Pakistan’s former envoy to India Abdul Basit sees the Kashmir issue as a perpetual standoff that requires behind-the-scenes diplomacy. “India has shown no willingness for flexibility after the constitutional amendment,” he told Al Jazeera, referring to the Modi government’s scrapping of Article 370, the law that granted partial autonomy to Indian-administered Kashmir.

With India getting closer to the West, primarily the US, than to its common enemy in China, Basit feels Islamabad should find ways to engage with New Delhi.

“Otherwise, we will continue to move from one impasse to another and will never be able to take our relationship on the path to normalcy. For me, this is the crux of the issue when it comes to India,” the retired ambassador said.

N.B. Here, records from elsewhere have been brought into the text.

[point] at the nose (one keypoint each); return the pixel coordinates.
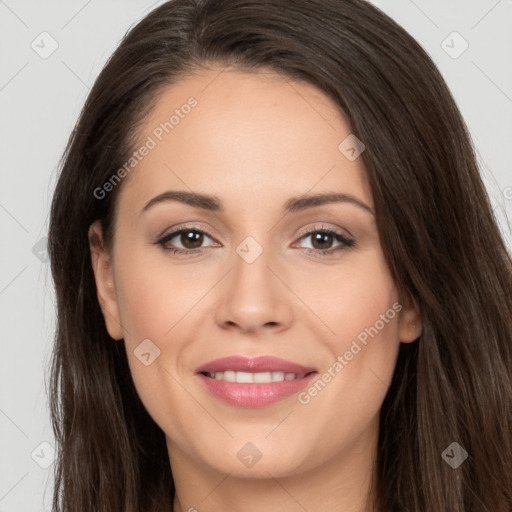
(253, 296)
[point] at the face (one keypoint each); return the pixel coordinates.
(240, 274)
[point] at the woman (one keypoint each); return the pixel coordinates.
(205, 358)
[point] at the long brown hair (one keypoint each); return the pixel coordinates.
(437, 229)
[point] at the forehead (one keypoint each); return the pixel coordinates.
(243, 136)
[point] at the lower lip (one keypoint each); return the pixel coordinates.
(257, 394)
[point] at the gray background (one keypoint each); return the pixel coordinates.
(40, 99)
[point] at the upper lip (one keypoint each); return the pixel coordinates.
(253, 365)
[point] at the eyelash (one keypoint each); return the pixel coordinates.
(346, 242)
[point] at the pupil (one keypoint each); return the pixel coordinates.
(318, 238)
(193, 237)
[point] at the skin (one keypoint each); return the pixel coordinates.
(254, 140)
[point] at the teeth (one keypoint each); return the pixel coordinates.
(248, 377)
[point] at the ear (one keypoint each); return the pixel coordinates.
(410, 326)
(104, 277)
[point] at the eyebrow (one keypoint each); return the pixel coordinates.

However, Bukhari of the New Lines Institute for Strategy and Policy believes that it could be India that is in the US’s crosshairs this year and is under pressure over its rivalry with China.

“India has very close and pragmatic relations with Iran, where it is building a port. It is also buying oil from Russia, which is waging a war in Ukraine. So the incoming (Trump) administration is more likely to put pressure on them (India),” he said.

According to Bukhari, Pakistan will have to offer strategic value to attract US attention, as it did during the Soviet invasion of Afghanistan and during the post-9/11 US wars.

He said, “If you want America’s attention, you have to offer them something that can generate interest for America and only then can you get attention.” “It was not that America liked Pakistan or became best friends, it was just that Pakistan served a purpose.”

iran

The year 2024 proved to be a cataclysmic year for Iran, as it suffered huge losses to its geopolitical interests in the Middle East and Israel carried out direct attacks on its territories on several occasions.

But the year began with Iran launching attacks inside Pakistan’s Baluchistan province, citing an armed group called Jaish al-Adl as a threat to its security in the border areas. Pakistan took immediate military retaliation after the attack. But as tensions between the predominantly Muslim neighbors escalated, Tehran turned to diplomacy to resolve the issue.

Omar Karim, a researcher at the University of Birmingham in the United Kingdom, expects the “uncomfortable rapprochement” to continue, with new challenges emerging with Trump’s return to the White House.

Karim warned that a deterioration in Pakistan-Iran relations could worsen border security, which would embolden Baloch separatists who are reported to be hiding in Iran. Baloch rebels have been fighting for a separate homeland for decades.

“Pakistan will hold constructive talks with Iran to avoid further hostilities amid rising domestic violence,” Karim said.